I experienced several emotions that year. I was relieved and grateful, I was scared and vulnerable, and I was sad and depressed. But one major emotion I experienced was anger. I was angry with all the people profiting from tragedy. I walked down Church Street and observed vendors selling booklets with 9/11 photos. They were also selling images of the Twin Towers and NYPD/NYFD hats and T-shirts. Every time I saw a “United We Stand” T-shirt I was irritated. They were even selling banners with the names of the deceased on it. I remember their laptop computers scrolling images of the day with the Jewel song “My Hands” playing in the background so they can sell their merchandise. That made me angry also. And I couldn’t believe the crowd…people were coming from all over the country to get a peek at “Ground Zero”. For months it was a mob scene until the city built a wooden viewing platform. Also, a store actually framed their products with the white dust on it and it became a tourist attraction. I felt angry, angry that it was so sensationalized, angry that it became a source of profit for people, simply angry.

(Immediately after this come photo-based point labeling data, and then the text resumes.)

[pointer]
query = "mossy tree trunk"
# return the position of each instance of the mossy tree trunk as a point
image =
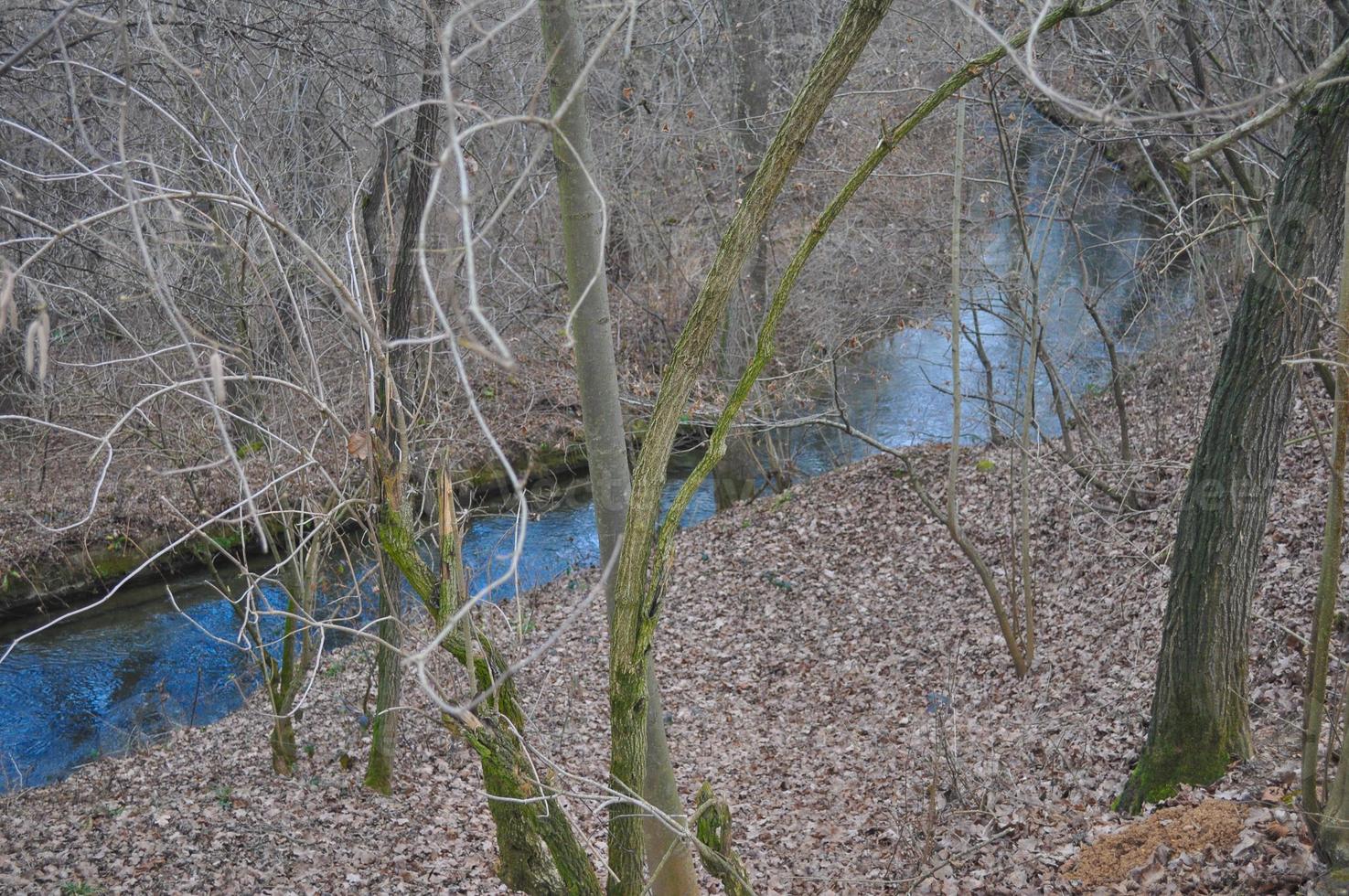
(539, 849)
(602, 414)
(638, 587)
(1200, 717)
(735, 476)
(391, 471)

Over time, I was able to let go of some of my anger and come to acceptance. I moved out of New York City in September 2003 and being away from New York has been both difficult and a relief. I miss being around others who were a part of the community I was in, while it was good for me to have some distance from it. Six years later, I have been able to heal and I will forever carry with me the empathy I gained from being so close to a large national disaster.